Keep in mind that this is coming in as one continuous stream without linebreaks. Aside from the one group that did an appropriate and simple DOM lookup, students used String#indexOf(String) to search for "timestamp=", and then did manual string parsing using that reference point. This approach works for most cases, but it opens the application up to an attack that I'll explain in the next paragraph, giving the reflective reader a moment to consider it.

If you ask the application for the last modified info of the Wikipedia page "timestamp=", you get a phenomenon similar to an SQL injection attack: the indexOf operation picks up an unintended location, and the manual string manipulations fail. I had seen this when meeting with a pair the previous week who were working on their Advice Seeker achievement. They had thought their solution to be rock solid, and they were appropriately excited when I showed them how to crash it. They became my covert hitmen during the showcase, crashing solution after solution by finding holes in string parsing logic. So, while few students took the opportunity to learn XML parsing in the two-week project, maybe they learned something even better: the embarrassment of doing it the lazy way and seeing your system go down in public!

When I explained to the students what were doing at the showcase, I had expected teams to show up at their stations when I came by. However, it seems they were so excited to see each others' work that they didn't think about this. Since not every team had a person at their station when I came around, I was not able to give my expert evaluation to each group, nor was I able to model for the students how to give critical feedback. On the other hand, the students got a lot of peer feedback and I was able to meld into the group, becoming just one of many people interested in seeing demonstrations and code. I am not yet sure if I would do this part differently next time or not.

One aspect that is still unclear to me is the extent to which students were working for intrinsic motivation versus extrinsic reward. I was approached after class by a student from one of the teams whose solution was not working. During the hour, they had talked to other students and realized what they did wrong, which is an activity I certainly want to foster. The student asked, clearly in a state of agitation, if his group could fix their application even though it was due to be completed the previous night. I confirmed that this would be fine, and the student went away expressing joy and thanksgiving. I suspect his perspective was that he had just been given an opportunity to save his grade. What I really gave him was an opportunity to make his project work and feel good about getting it done, even if a bit late. I don't think he realized that there's no entry in the course grading policy for the two-week project, that the whole thing was just a fun context for us all to play and learn together. I hope that when he figures this out, he sees this as a reflective learning opportunity and not simply smoke and mirrors.

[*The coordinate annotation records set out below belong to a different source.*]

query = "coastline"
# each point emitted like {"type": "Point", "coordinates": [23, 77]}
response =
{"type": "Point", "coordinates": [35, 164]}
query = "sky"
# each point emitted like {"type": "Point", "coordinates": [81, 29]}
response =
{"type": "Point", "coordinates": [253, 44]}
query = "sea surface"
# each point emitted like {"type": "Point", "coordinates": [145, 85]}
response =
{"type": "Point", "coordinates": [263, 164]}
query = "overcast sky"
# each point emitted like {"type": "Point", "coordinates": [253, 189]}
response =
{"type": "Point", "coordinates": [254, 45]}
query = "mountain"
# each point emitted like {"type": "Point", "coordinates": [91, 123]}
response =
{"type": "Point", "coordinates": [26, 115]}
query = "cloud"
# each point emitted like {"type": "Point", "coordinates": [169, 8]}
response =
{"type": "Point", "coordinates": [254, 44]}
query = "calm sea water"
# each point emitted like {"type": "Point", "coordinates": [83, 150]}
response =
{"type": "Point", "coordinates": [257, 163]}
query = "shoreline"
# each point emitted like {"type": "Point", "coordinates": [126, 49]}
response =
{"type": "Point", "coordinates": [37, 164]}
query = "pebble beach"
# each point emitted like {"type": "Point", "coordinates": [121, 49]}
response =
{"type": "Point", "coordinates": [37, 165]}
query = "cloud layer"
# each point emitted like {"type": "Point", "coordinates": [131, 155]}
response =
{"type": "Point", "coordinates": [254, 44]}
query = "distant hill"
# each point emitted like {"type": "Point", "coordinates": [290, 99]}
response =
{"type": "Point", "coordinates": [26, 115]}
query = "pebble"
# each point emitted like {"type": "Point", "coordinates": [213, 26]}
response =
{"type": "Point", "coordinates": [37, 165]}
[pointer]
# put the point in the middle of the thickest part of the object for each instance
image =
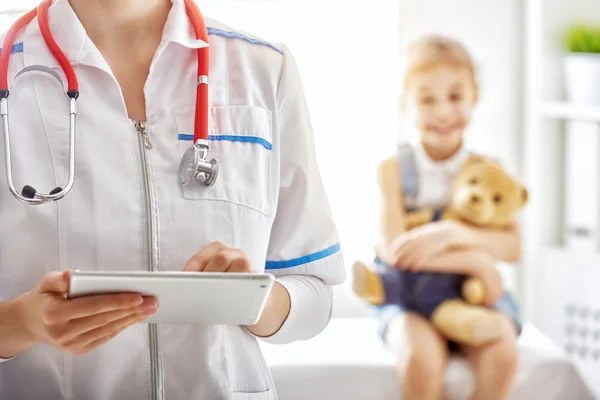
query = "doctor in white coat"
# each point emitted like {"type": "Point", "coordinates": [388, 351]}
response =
{"type": "Point", "coordinates": [136, 64]}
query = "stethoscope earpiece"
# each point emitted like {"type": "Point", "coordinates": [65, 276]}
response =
{"type": "Point", "coordinates": [194, 164]}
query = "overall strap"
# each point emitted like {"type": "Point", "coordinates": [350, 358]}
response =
{"type": "Point", "coordinates": [410, 178]}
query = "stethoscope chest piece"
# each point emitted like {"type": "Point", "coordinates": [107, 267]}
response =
{"type": "Point", "coordinates": [196, 166]}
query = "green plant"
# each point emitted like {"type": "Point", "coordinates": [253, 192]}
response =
{"type": "Point", "coordinates": [582, 38]}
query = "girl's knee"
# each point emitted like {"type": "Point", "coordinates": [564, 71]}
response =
{"type": "Point", "coordinates": [506, 355]}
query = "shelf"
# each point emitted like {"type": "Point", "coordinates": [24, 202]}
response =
{"type": "Point", "coordinates": [560, 110]}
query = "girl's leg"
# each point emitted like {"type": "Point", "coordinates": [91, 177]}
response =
{"type": "Point", "coordinates": [495, 365]}
{"type": "Point", "coordinates": [422, 356]}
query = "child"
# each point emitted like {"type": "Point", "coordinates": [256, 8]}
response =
{"type": "Point", "coordinates": [440, 92]}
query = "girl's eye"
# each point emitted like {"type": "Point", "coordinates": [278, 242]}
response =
{"type": "Point", "coordinates": [455, 97]}
{"type": "Point", "coordinates": [427, 100]}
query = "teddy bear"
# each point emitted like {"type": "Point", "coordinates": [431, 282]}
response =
{"type": "Point", "coordinates": [484, 195]}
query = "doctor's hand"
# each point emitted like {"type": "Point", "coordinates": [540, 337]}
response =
{"type": "Point", "coordinates": [216, 257]}
{"type": "Point", "coordinates": [80, 325]}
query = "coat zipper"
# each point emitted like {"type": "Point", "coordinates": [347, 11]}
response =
{"type": "Point", "coordinates": [155, 367]}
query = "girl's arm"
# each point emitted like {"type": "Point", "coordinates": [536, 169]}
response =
{"type": "Point", "coordinates": [503, 245]}
{"type": "Point", "coordinates": [392, 217]}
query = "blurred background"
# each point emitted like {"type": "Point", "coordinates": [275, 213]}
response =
{"type": "Point", "coordinates": [539, 114]}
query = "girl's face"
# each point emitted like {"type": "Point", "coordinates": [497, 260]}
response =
{"type": "Point", "coordinates": [441, 100]}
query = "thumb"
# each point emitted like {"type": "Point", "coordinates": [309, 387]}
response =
{"type": "Point", "coordinates": [383, 254]}
{"type": "Point", "coordinates": [56, 282]}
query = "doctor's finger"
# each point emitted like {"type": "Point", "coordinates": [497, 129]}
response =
{"type": "Point", "coordinates": [84, 325]}
{"type": "Point", "coordinates": [239, 265]}
{"type": "Point", "coordinates": [65, 310]}
{"type": "Point", "coordinates": [223, 260]}
{"type": "Point", "coordinates": [198, 262]}
{"type": "Point", "coordinates": [82, 342]}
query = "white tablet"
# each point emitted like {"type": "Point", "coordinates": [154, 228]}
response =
{"type": "Point", "coordinates": [185, 297]}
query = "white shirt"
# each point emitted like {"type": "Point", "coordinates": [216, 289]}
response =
{"type": "Point", "coordinates": [435, 178]}
{"type": "Point", "coordinates": [268, 200]}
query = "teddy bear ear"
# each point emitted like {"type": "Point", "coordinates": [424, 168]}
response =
{"type": "Point", "coordinates": [524, 195]}
{"type": "Point", "coordinates": [473, 160]}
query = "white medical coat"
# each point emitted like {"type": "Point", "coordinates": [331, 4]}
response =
{"type": "Point", "coordinates": [124, 214]}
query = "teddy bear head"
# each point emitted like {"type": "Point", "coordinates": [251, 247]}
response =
{"type": "Point", "coordinates": [484, 194]}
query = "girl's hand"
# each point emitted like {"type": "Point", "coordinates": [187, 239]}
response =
{"type": "Point", "coordinates": [484, 268]}
{"type": "Point", "coordinates": [419, 246]}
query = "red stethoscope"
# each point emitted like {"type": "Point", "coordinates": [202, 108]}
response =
{"type": "Point", "coordinates": [194, 164]}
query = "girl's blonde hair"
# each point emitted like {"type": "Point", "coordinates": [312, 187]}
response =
{"type": "Point", "coordinates": [433, 50]}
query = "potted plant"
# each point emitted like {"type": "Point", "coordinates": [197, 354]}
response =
{"type": "Point", "coordinates": [582, 64]}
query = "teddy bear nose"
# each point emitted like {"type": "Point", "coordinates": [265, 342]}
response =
{"type": "Point", "coordinates": [475, 199]}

In conclusion, I am very happy with the showcase format. It was definitely worth using a class meeting for this event. I think this two-week project was particularly well-suited to the showcase format since it's fairly small, permits multiple solutions, helps students build better understandings of the modern computing ecosystem, and can have interesting failure states. Perhaps next time around I need to add an achievement related to XML parsing, since this seemed to promote students' use of Joda Time quite well.

(I have some nice pictures of the showcase that I took while standing on top of the teaching station, but I feel like I can't post them here without my students' permission. Sorry.)